Once he mis-hit to the boundary, and another time almost as far, from what can only be called an educated toe. Elsewhere, the ball sped from his bat as if from a slingshot. Where others poked at Herath from the crease suspiciously, Clarke waltzed to the pitch and took away to leg repeatedly. In less than an hour, he had another 50.
Then misfortune struck in the form of a pinch in his hamstring, and he retired hurt. At the MCG, this would have prompted a hush. Here, it prompted continuation of a hush. Clarke's form is once-in-a-lifetime vintage; it would be a shame for him and Australia if it were to be clamped off now.
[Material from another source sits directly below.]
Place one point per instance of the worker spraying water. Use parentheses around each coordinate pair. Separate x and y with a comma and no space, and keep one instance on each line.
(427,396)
As Australia redeployed, Ben Hilfenhaus batted but did not appear on the field, and Clarke stopped batting but did field. Still, the eccentricity was not done. Shane Watson, with a leg-cutter, got Tillakaratne Dilshan first ball; that is always an accident. Mitchell Starc forgot his manners when pinging a throw at Dimuth Karunaratne, then remembered his method to york him. Starc is Mitchell Johnson without the agonies. Clarke, fielding slip to Nathan Lyon, dropped Kumar Sangakkara, betraying consciousness of his soreness.
Sangakkara and Mahela Jayawardene, put it at the nearest shelter until stumps. But the pitch is dying so quickly some rigor mortis is already evident. This is how it should be; pitches, unlike Christmas puppies, are not forever. Weather permitting, and in the absence of Faf du Plessis, Australia should have their first win of the summer.